On another occasion after a visit to Longwood, Burchell caught sight of a small house of Miss Mason's which can be seen from no other place but this, which surely can only be what is now known as Teutonic Hall.
So I think we can take it that Jack Mason and Polly Mason were well known figures in the eastern part of St Helena. "Polly" and "Jack" were of course nicknames, so who were they?
Jack was regularly used for John, and the only John Mason recorded in the baptismal records in the late eighteenth century was the son of Richard, a "Planter", and Elizabeth Mason. He was baptised in 1776, the second of a family of eight. The death of John Mason, described simply as "Native", was recorded on 9th December 1815, before Napoleon had settled into life in the eastern part of St Helena. He had five sisters (Elizabeth baptised 1774, Mary 1777 died in infancy, Mary 1780, Caroline 1783, Margaret 1790) and two brothers (Richard baptised 1786, William 1798).
Polly is more difficult to identify by name, but the only female Mason that crops up in the land and slavery records in the early part of the nineteenth century is Mary Elizabeth Mason, John's younger sister, baptised in 1780 and in July 1859 at the age of 83, a Gentle Woman, died of Natural Decay . (3) It seems that she must be Miss "Polly" Mason. Her Will indicates that at the time of her death she owned two properties, Sunbury Hill and the Pledges, both a little further east past Teutonic Hall.
In her will Miss Mason left £60 to the Church of England Society for the Island of St Helena, and her house and lands to her nieces Marian Anne and Elizabeth M.T., the daughters of her brother Major William Mason. (4)
Orange Grove, The Pledges and Sunbury Hill: Recent Views
The area surrounding the Fishers Valley where the Masons lived in the early part of the eighteenth century has changed beyond recognition. Few of the old properties remain, apart from Teutonic Hall which is now in a very dangerous state.
Few people on St Helena have heard of Orange Grove, now known as Pink Grove.
A brief visit revealed it to be a very pleasant fertile valley, with a few modern houses.
It is impossible to tell exactly where Miss Mason lived.
The old house that formerly stood on Sunbury Hill has also been demolished, and a post second world war dwelling now stands on the site.
Close to Sunbury hill, with a view of the Barn and Longwood across the valley, the Pledges now has two modern houses built on it.
1. The estate of Richard Mason, probably Miss Mason's father was listed in the Return of Family Land Cattle &c 1821 as owning 9 properties, including Sunbury Hill, the Pledges and what later became Teutonic Hall.
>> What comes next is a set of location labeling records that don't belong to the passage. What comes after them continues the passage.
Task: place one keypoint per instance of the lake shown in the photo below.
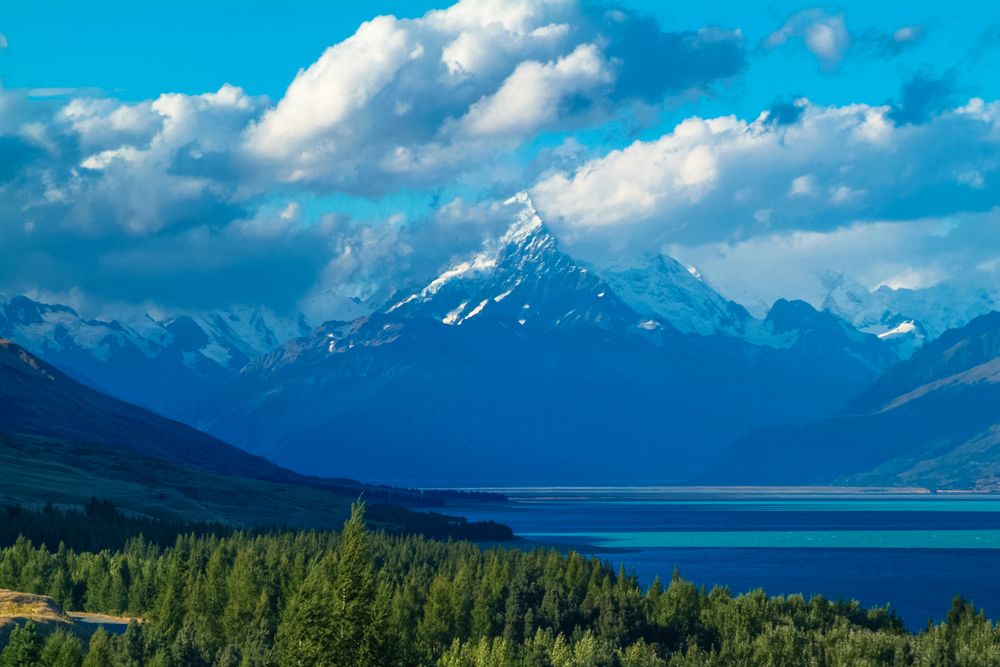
(912, 551)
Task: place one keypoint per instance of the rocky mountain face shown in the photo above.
(162, 364)
(933, 420)
(519, 364)
(907, 318)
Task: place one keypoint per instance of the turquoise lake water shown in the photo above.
(913, 552)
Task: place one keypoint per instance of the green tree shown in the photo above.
(330, 621)
(24, 648)
(100, 652)
(62, 649)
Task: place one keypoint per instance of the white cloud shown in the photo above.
(824, 35)
(412, 102)
(795, 264)
(530, 97)
(705, 180)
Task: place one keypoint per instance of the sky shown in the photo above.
(305, 155)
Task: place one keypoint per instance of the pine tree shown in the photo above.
(23, 649)
(330, 621)
(99, 651)
(62, 649)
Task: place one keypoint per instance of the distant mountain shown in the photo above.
(161, 364)
(63, 442)
(663, 288)
(37, 399)
(933, 420)
(907, 318)
(519, 364)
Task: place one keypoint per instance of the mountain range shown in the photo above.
(65, 443)
(520, 364)
(161, 363)
(932, 421)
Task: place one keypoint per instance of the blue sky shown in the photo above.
(141, 133)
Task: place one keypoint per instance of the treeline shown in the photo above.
(102, 526)
(360, 599)
(99, 526)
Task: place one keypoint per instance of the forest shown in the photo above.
(363, 597)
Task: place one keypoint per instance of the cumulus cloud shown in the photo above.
(922, 96)
(797, 264)
(706, 179)
(825, 35)
(408, 102)
(145, 199)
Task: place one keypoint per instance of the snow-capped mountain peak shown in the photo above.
(664, 287)
(521, 277)
(907, 318)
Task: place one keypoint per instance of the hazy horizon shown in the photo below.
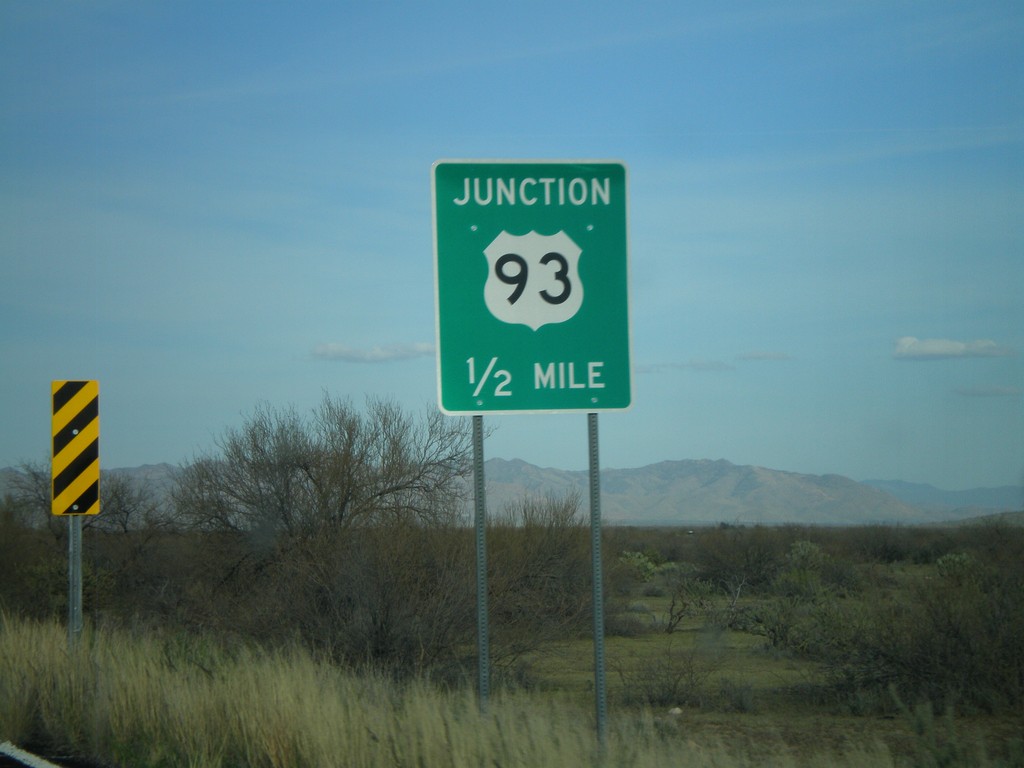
(209, 207)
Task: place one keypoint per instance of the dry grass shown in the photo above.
(147, 700)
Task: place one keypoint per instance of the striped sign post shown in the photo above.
(75, 477)
(76, 448)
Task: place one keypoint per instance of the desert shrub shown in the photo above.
(669, 677)
(954, 640)
(639, 564)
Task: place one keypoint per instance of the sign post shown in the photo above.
(75, 487)
(531, 296)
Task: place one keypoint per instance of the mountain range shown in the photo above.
(706, 492)
(701, 492)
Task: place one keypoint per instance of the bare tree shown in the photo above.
(283, 474)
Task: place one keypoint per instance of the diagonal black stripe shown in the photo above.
(80, 422)
(68, 390)
(77, 467)
(89, 497)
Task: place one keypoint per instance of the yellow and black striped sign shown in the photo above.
(76, 448)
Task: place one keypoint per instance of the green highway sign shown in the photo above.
(531, 286)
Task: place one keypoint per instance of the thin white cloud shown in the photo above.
(693, 365)
(990, 391)
(910, 348)
(386, 353)
(763, 355)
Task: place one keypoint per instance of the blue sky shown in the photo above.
(206, 206)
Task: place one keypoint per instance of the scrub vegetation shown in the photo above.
(305, 596)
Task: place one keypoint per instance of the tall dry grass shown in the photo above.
(150, 699)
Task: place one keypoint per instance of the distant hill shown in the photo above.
(709, 492)
(1009, 498)
(704, 492)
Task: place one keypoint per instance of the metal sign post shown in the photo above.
(75, 484)
(531, 298)
(479, 502)
(600, 697)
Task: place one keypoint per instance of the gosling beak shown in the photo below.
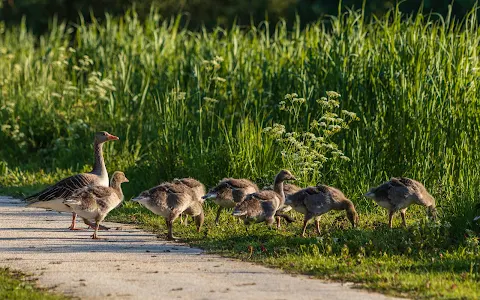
(112, 137)
(238, 213)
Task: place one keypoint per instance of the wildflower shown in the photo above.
(333, 94)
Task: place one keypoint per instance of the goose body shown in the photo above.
(399, 193)
(288, 189)
(313, 202)
(95, 202)
(230, 191)
(53, 196)
(264, 205)
(169, 200)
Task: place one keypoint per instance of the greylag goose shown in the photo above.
(398, 194)
(94, 202)
(169, 200)
(315, 201)
(230, 191)
(53, 196)
(288, 189)
(264, 205)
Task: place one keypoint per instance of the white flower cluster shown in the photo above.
(307, 151)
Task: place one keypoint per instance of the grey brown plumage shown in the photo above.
(95, 202)
(288, 189)
(263, 206)
(315, 201)
(230, 191)
(169, 200)
(399, 193)
(53, 196)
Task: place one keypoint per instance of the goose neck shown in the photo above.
(278, 188)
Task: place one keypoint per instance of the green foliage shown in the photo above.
(13, 285)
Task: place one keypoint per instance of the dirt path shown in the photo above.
(132, 264)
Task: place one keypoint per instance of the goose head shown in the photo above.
(118, 177)
(353, 216)
(370, 194)
(103, 136)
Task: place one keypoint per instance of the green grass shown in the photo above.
(197, 104)
(15, 286)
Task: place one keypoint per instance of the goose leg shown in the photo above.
(72, 226)
(305, 222)
(218, 215)
(92, 225)
(317, 225)
(94, 236)
(170, 236)
(390, 219)
(402, 212)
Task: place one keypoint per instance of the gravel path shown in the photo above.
(132, 264)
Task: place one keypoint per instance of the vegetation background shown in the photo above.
(248, 97)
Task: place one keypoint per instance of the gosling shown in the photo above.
(264, 205)
(315, 201)
(230, 191)
(398, 193)
(169, 200)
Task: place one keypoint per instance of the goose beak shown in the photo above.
(112, 137)
(238, 213)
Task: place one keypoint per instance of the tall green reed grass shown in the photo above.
(195, 103)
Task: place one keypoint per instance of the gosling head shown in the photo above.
(118, 177)
(103, 136)
(241, 209)
(285, 175)
(370, 194)
(353, 216)
(144, 197)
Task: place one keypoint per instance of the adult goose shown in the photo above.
(264, 205)
(94, 202)
(315, 201)
(53, 196)
(398, 193)
(169, 200)
(230, 191)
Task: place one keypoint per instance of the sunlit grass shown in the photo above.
(196, 103)
(14, 285)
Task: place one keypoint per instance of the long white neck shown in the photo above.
(278, 188)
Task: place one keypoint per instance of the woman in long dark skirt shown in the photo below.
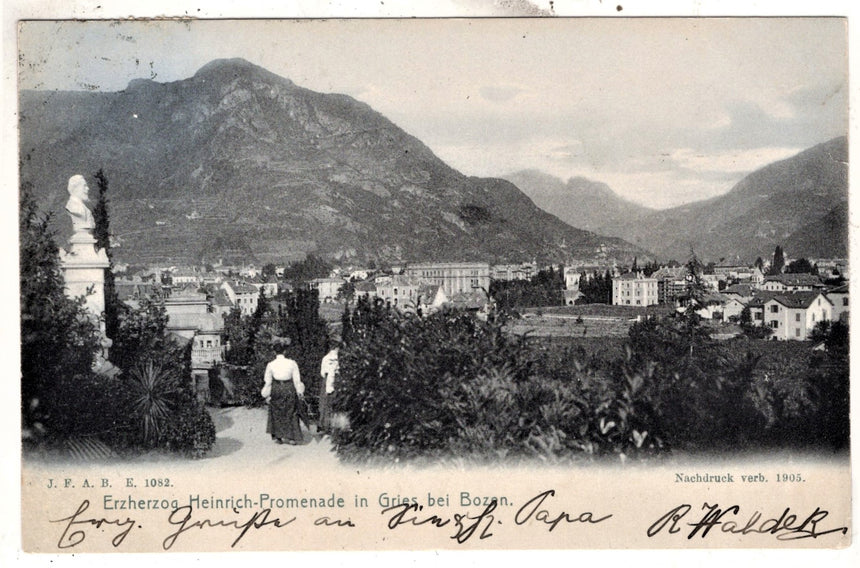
(282, 389)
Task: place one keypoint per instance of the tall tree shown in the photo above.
(778, 261)
(58, 339)
(101, 232)
(801, 266)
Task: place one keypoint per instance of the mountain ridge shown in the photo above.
(238, 162)
(579, 201)
(761, 211)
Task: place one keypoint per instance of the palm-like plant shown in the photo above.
(154, 390)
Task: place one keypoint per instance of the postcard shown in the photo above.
(467, 284)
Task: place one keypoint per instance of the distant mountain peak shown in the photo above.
(579, 201)
(226, 69)
(239, 163)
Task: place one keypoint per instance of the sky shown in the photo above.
(665, 111)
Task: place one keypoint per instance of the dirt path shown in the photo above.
(242, 440)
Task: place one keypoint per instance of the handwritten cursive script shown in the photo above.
(465, 526)
(182, 519)
(788, 526)
(74, 531)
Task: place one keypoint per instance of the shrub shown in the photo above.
(190, 431)
(449, 383)
(413, 386)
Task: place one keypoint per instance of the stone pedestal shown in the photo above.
(84, 270)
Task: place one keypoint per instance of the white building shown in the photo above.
(793, 316)
(634, 289)
(454, 277)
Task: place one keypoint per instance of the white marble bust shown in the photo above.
(82, 217)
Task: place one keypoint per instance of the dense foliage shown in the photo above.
(58, 339)
(303, 271)
(295, 315)
(451, 384)
(149, 404)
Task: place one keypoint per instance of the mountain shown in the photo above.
(824, 238)
(241, 164)
(800, 202)
(578, 202)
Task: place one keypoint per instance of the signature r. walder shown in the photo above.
(788, 526)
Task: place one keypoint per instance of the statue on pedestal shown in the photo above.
(84, 265)
(82, 217)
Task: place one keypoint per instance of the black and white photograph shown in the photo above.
(428, 278)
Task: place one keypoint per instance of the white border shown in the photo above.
(13, 10)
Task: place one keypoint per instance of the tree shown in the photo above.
(58, 337)
(778, 262)
(801, 266)
(268, 271)
(306, 270)
(101, 232)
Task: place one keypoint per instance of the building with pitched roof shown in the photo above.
(839, 298)
(792, 283)
(634, 289)
(793, 316)
(243, 295)
(454, 277)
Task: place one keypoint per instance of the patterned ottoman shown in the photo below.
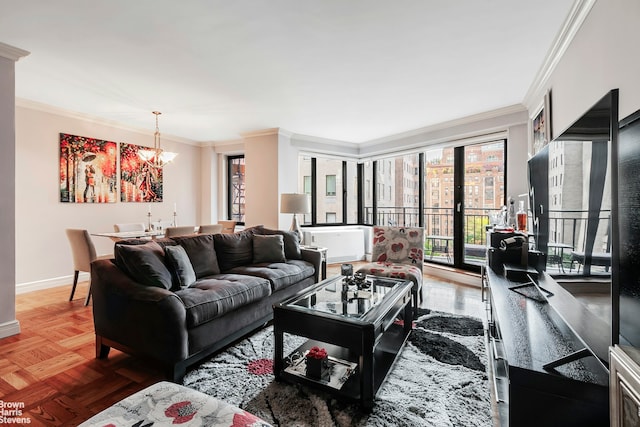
(167, 403)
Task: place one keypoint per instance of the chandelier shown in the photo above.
(156, 157)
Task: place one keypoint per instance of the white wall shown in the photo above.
(43, 256)
(8, 323)
(602, 56)
(262, 196)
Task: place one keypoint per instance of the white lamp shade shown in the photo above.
(295, 203)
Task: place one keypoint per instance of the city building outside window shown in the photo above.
(235, 193)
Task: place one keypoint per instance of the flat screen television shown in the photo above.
(573, 195)
(629, 230)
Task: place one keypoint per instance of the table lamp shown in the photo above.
(296, 204)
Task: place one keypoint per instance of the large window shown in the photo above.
(235, 196)
(333, 186)
(397, 182)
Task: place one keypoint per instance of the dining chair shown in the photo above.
(228, 226)
(84, 253)
(184, 230)
(210, 229)
(130, 226)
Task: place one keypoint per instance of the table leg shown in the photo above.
(367, 371)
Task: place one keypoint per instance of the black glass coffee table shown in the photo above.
(359, 329)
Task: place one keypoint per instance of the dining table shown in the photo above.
(123, 235)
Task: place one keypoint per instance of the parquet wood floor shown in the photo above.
(51, 368)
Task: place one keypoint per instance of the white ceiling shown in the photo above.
(348, 70)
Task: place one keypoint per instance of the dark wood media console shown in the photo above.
(546, 357)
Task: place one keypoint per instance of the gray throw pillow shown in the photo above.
(268, 249)
(144, 264)
(233, 250)
(178, 259)
(201, 252)
(291, 241)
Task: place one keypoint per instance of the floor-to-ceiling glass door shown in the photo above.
(463, 186)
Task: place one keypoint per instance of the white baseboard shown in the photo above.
(8, 329)
(22, 288)
(450, 273)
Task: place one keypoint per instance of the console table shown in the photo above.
(356, 327)
(540, 376)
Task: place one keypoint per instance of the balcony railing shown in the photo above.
(567, 231)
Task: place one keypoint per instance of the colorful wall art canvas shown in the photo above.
(87, 170)
(139, 182)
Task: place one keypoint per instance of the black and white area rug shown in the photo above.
(439, 379)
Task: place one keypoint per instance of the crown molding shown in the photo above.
(572, 24)
(487, 115)
(46, 108)
(10, 52)
(260, 132)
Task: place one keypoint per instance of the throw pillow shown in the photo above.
(178, 259)
(202, 253)
(268, 249)
(291, 241)
(234, 250)
(144, 264)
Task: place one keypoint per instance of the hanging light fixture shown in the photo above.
(156, 157)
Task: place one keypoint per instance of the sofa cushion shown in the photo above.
(144, 263)
(233, 249)
(214, 296)
(279, 274)
(178, 259)
(291, 240)
(201, 252)
(268, 248)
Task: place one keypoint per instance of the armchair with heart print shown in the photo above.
(398, 252)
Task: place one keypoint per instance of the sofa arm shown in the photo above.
(315, 258)
(145, 319)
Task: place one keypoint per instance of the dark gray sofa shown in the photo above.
(179, 300)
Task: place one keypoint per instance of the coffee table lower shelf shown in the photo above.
(384, 357)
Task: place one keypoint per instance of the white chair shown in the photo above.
(84, 253)
(131, 226)
(210, 229)
(179, 231)
(161, 224)
(228, 226)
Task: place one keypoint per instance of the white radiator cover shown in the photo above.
(342, 245)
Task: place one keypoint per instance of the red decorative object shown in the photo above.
(261, 366)
(317, 353)
(181, 412)
(316, 362)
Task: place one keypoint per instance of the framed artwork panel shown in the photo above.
(139, 182)
(541, 124)
(87, 170)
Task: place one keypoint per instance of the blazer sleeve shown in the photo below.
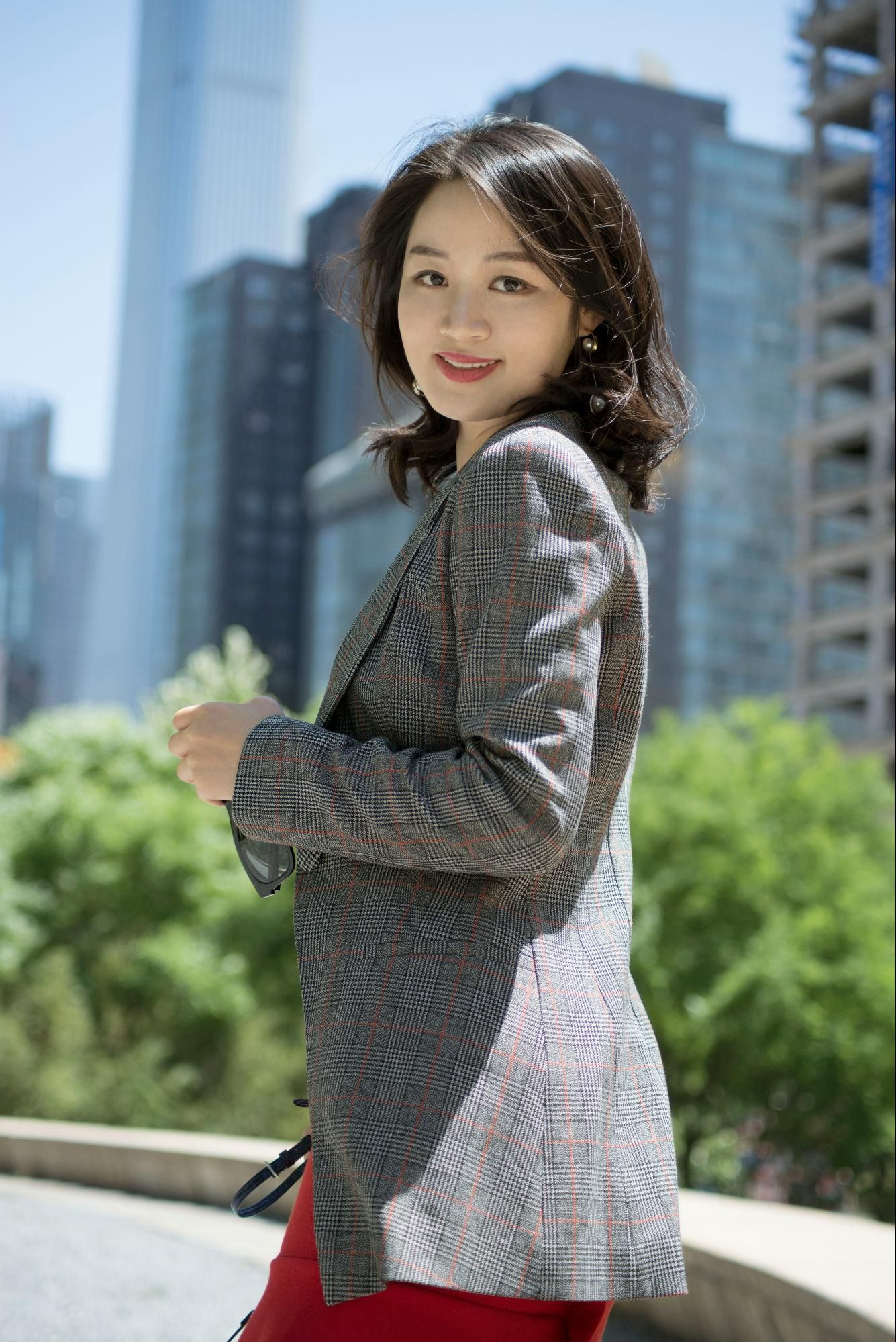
(536, 555)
2. William John Burchell (1781-1763) St Helena (1805-1810) The Castell Collection, St Helena 2011.
3. Mary Mason was recorded as having 6 slaves, 23 acres of free land and 20 acres of lease land in 1828; in 1834 it was 3 slaves, 3 freeborn, 10 acres of free land, and 44 acres of permanent tenure. Land Records, St Helena Archives.
4. The Executors were Matthew George Torbett and her brother William.